Я снова стал читать, уже спокойнее, расставляя паузы, ударяя интонацией на отдельные слова, только сейчас впервые вслушиваясь, вникая сам.

– Ты все же странный, необычно странный. – Она покачала головой, словно сомневаясь, словно не веря себе. – В тебе столько всего намешано. Я даже не знала, что так бывает. Ты и любовью так же занимаешься.

Меня словно током ударило. Мне показалось, что совсем недавно я уже слышал то же самое. Где, когда, от кого? Я не помнил точно. От Тани? От кого еще я мог слышать, если не от Тани? Или мне кажется, просто дежавю такое, или как оно там называется.

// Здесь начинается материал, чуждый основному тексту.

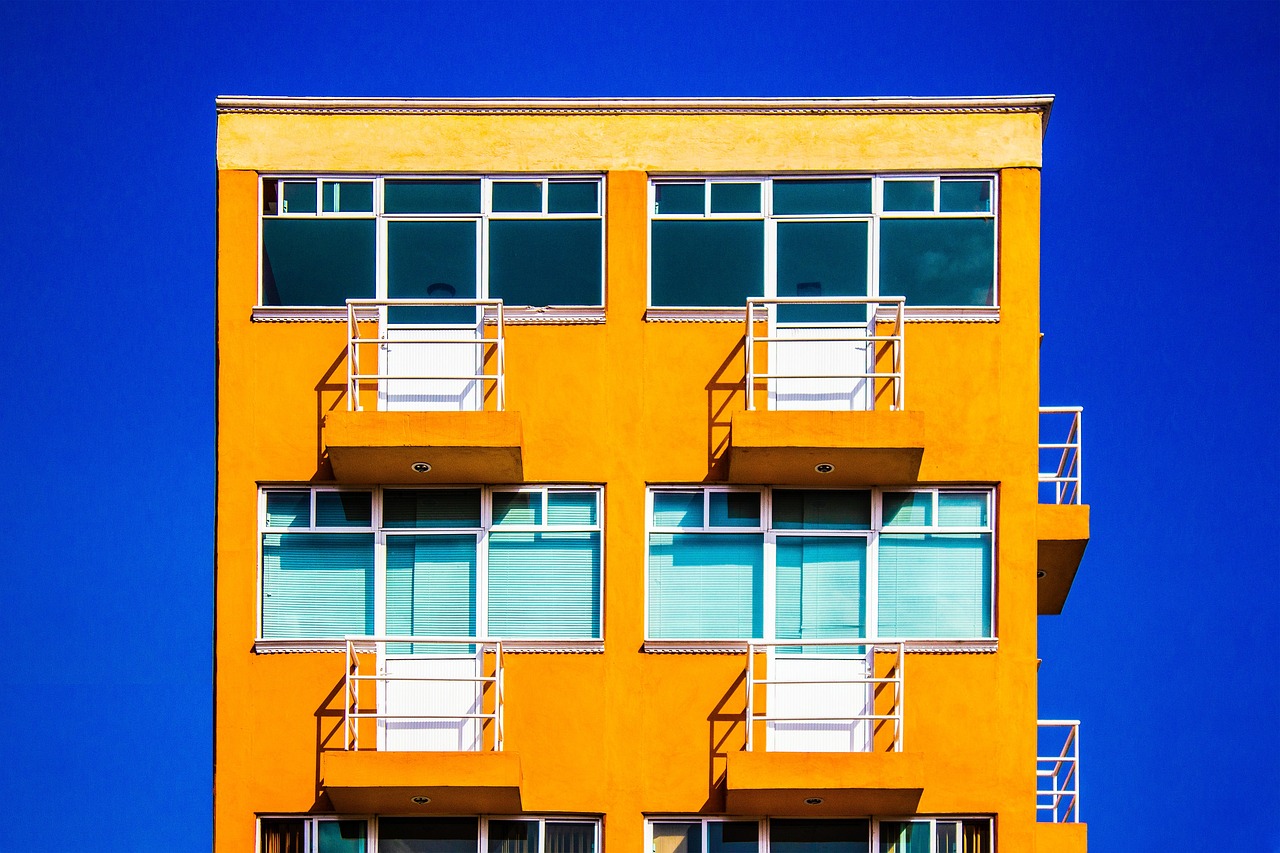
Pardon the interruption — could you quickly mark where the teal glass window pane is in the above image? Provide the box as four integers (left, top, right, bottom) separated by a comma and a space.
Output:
320, 181, 374, 213
649, 533, 764, 639
777, 222, 870, 323
493, 492, 543, 525
938, 492, 987, 528
879, 821, 933, 853
653, 492, 703, 528
316, 492, 374, 528
262, 533, 374, 639
378, 817, 480, 853
878, 533, 991, 639
653, 181, 707, 215
544, 821, 593, 853
773, 489, 872, 530
882, 492, 933, 528
650, 219, 764, 307
489, 820, 539, 853
712, 183, 760, 213
547, 181, 600, 214
879, 219, 996, 305
266, 491, 311, 528
262, 219, 376, 305
708, 492, 760, 528
547, 492, 599, 525
938, 181, 991, 213
280, 181, 316, 214
773, 178, 872, 216
707, 821, 760, 853
387, 534, 476, 654
489, 532, 602, 639
383, 489, 480, 528
884, 181, 933, 211
383, 181, 480, 214
774, 537, 867, 652
493, 181, 543, 213
316, 821, 369, 853
489, 219, 604, 306
769, 818, 872, 853
653, 822, 703, 853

– Как? – все же задал я вопрос. – Как я занимаюсь?

– Как ты сейчас прочитал. Напор, и в то же время ранимость, и, как ты сказал, энергетика. И другое, много другого, чего нельзя разобрать. И все перемешано. Такой вот водоворот. – Она говорила, я с трудом различал черты ее лица. Мистика какая-то. Может, мне вообще все мерещится? – И я в него, в этот водоворот, похоже, угодила.

Наверное, надо было что-нибудь сказать в ответ, но я не сказал ничего.

– Ну что, спать ты больше не хочешь? – догадалась Мила.

– Да я и раньше не хотел, – признался я.